Findings recently published in JAMA Neurology indicate that patients with Tourette syndrome, or chronic tic disorder (CTD), have an increased risk for developing at least one cardiovascular or metabolic disorder. Researchers from the Karolinska Institutet in Sweden examined data from almost 8,000 individuals with registered diagnoses of TS and CTD—finding that compared with the general population, they were nearly twice as likely to develop a cardiometabolic disorder, such as diabetes or obesity. While previous research has confirmed the correlation between tic disorders and an array of adverse health issues, there is limited research regarding the underlying risk factors and root causes.
In an interview with Medscape Cardiology, senior author Lorena Fernández de la Cruz, MD, assistant professor, Department of Clinical Neuroscience at Karolinska Institute, stated: “Our findings underscore the importance of carefully monitoring cardiometabolic health in patients with Tourette syndrome and CTD from an early age.” A subgroup of patients with CTD or Tourette syndrome who could be compared to siblings controls still surpassed the general population; Fernández de la Cruz noted that this could indicate “at least part of the risk for cardiometabolic disorders might be due to the tics themselves.” When analyzing specific disorders, those individuals with Tourette syndrome or CTD were at a higher risk for obesity and circulatory system diseases.
Researchers observed an elevated risk of cardiometabolic disorders as early as age 8; the data indicated that the risk of developing at least one cardiometabolic disorder by the end of the follow-up study—at an average of 41 years—was 52.5 in people with Tourette syndrome/CTD, compared to 29.5 in the general population.

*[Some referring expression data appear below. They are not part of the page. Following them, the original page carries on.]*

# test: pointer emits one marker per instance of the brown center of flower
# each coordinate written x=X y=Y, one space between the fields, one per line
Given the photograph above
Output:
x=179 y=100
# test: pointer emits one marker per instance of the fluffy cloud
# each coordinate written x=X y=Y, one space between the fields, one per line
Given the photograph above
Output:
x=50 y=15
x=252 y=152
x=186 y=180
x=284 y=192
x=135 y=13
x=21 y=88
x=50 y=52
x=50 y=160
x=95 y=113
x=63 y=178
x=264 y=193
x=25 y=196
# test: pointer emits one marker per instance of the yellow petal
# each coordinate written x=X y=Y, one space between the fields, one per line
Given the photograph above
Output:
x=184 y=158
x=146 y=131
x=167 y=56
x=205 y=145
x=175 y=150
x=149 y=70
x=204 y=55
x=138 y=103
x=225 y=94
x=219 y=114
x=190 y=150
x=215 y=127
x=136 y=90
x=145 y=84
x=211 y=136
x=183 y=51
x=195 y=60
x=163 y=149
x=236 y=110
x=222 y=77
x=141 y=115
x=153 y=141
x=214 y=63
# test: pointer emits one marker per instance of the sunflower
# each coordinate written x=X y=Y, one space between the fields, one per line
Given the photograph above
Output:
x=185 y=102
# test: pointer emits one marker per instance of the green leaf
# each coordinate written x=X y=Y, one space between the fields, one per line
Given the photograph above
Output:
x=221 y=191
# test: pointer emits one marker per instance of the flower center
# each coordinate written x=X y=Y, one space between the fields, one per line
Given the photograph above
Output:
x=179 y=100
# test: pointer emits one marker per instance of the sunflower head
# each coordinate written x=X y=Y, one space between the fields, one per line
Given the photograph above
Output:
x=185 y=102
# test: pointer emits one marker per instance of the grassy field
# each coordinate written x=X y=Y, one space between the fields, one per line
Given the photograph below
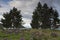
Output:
x=33 y=34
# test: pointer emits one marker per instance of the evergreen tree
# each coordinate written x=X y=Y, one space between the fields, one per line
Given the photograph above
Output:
x=46 y=17
x=56 y=20
x=35 y=17
x=12 y=19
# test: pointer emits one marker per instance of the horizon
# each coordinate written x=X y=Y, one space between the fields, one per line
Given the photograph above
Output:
x=27 y=7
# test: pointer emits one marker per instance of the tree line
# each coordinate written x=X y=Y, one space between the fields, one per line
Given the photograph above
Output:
x=43 y=17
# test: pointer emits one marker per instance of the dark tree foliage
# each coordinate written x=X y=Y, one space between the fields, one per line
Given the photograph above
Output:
x=44 y=17
x=35 y=20
x=12 y=19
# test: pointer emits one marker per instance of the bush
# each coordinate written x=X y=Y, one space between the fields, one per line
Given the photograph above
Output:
x=54 y=34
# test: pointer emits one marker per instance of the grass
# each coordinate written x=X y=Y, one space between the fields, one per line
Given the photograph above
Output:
x=27 y=34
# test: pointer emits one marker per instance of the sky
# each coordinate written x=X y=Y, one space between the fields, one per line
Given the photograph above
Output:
x=27 y=7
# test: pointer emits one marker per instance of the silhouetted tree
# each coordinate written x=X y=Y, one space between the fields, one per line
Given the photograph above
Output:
x=35 y=17
x=12 y=19
x=46 y=17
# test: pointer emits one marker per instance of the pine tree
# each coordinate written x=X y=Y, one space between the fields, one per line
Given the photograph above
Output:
x=35 y=18
x=46 y=17
x=12 y=19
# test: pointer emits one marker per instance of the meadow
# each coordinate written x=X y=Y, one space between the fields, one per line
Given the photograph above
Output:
x=31 y=34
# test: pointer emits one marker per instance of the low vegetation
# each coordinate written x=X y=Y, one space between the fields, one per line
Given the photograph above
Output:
x=32 y=34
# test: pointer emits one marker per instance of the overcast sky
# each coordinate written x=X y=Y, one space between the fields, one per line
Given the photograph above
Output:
x=26 y=7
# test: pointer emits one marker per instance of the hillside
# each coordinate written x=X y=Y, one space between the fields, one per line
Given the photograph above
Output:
x=32 y=34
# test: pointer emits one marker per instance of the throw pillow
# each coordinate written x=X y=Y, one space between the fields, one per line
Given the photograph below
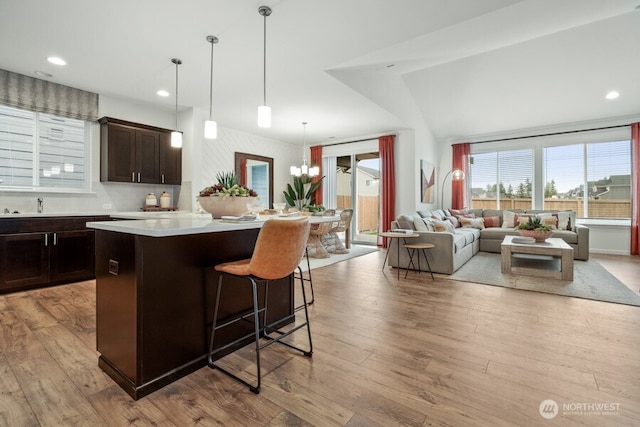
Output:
x=443 y=226
x=453 y=220
x=508 y=219
x=472 y=223
x=419 y=224
x=459 y=212
x=429 y=223
x=522 y=219
x=549 y=219
x=491 y=221
x=566 y=220
x=405 y=222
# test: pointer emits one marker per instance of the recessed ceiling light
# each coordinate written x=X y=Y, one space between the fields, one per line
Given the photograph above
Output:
x=612 y=95
x=56 y=60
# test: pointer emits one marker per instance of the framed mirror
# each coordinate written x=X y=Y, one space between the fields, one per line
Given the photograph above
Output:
x=256 y=172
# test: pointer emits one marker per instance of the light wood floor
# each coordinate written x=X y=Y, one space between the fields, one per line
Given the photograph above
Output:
x=387 y=352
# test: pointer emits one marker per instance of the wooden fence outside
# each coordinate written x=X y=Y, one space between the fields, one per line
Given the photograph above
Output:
x=597 y=208
x=368 y=207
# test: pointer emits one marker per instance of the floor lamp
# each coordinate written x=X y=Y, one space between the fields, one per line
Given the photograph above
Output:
x=456 y=175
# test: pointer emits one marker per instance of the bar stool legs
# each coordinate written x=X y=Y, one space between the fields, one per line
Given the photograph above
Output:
x=305 y=279
x=262 y=331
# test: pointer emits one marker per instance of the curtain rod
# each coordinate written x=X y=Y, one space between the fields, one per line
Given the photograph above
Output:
x=358 y=140
x=551 y=134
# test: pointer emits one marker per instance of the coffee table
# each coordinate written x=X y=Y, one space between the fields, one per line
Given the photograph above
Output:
x=542 y=253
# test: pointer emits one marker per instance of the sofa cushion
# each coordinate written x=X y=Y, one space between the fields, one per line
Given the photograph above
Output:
x=508 y=219
x=438 y=214
x=492 y=221
x=472 y=223
x=453 y=220
x=441 y=226
x=465 y=236
x=423 y=224
x=496 y=233
x=405 y=221
x=568 y=236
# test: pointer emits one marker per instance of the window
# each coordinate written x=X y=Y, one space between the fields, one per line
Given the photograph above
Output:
x=502 y=180
x=591 y=176
x=43 y=151
x=592 y=179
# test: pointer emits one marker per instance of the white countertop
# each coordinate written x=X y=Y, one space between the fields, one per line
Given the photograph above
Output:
x=165 y=224
x=52 y=214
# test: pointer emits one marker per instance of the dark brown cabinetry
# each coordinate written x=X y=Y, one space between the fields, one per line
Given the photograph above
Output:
x=131 y=152
x=36 y=252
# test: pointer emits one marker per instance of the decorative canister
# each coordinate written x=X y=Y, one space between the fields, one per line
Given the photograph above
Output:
x=151 y=200
x=165 y=200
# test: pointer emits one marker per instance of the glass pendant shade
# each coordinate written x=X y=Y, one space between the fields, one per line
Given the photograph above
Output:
x=264 y=112
x=264 y=116
x=176 y=136
x=210 y=126
x=176 y=139
x=210 y=129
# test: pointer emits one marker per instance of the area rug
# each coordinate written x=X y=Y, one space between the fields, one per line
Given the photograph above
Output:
x=590 y=280
x=354 y=251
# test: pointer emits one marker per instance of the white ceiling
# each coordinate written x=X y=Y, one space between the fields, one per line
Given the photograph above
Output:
x=471 y=66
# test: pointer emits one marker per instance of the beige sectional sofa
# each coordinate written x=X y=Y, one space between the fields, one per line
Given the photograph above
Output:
x=456 y=243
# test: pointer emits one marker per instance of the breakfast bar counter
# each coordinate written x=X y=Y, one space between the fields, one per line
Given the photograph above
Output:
x=155 y=290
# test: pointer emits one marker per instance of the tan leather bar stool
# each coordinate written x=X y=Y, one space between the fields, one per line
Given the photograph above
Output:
x=277 y=254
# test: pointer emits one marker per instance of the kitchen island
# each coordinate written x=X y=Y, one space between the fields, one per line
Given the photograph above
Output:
x=155 y=290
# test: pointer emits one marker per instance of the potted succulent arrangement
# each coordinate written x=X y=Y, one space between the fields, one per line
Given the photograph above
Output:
x=300 y=195
x=535 y=228
x=227 y=197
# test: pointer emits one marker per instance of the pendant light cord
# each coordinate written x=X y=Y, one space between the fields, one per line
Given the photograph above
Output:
x=177 y=62
x=264 y=60
x=211 y=86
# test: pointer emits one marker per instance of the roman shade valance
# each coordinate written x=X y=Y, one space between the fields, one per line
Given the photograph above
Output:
x=29 y=93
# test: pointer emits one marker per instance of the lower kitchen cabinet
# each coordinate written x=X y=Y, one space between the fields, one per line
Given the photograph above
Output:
x=24 y=260
x=37 y=252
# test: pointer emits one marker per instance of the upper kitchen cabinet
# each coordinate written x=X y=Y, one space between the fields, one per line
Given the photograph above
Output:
x=132 y=152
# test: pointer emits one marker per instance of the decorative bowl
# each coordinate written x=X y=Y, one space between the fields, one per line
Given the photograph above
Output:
x=218 y=206
x=539 y=236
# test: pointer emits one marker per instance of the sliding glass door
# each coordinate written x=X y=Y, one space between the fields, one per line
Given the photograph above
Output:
x=357 y=187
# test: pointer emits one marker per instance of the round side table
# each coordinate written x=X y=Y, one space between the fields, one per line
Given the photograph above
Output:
x=416 y=248
x=392 y=236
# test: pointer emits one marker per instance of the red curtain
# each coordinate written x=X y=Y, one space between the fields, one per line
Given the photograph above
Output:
x=458 y=188
x=388 y=184
x=243 y=171
x=316 y=160
x=635 y=189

In commenting for theheart.org | Medscape Cardiology, Carol A. Mathews, MD, Department of Psychiatry, University of Florida in Gainesville, stated: “It is a clinically important study in that it suggests that psychiatrists and neurologists and other healthcare providers should routinely screen for cardiovascular and metabolic disorders among individuals with Tourette syndrome, including children.” Matthews serves as co-chair of the scientific advisory board of the Tourette Association of America.
While Mathews concurred that various factors could account for the study’s observations, she noted that the combination could include higher genetic risk, lifestyle factors, potential medications other than those specified in the study. Matthews additionally encouraged healthcare practitioners & professionals working with this population of patients to help them manage their respective weights through enhancing proper nutrition and diet, increasing physical activity and exercise regimens, and minimizing screen time—in addition to limiting medications that could increase cardiovascular or metabolic issues.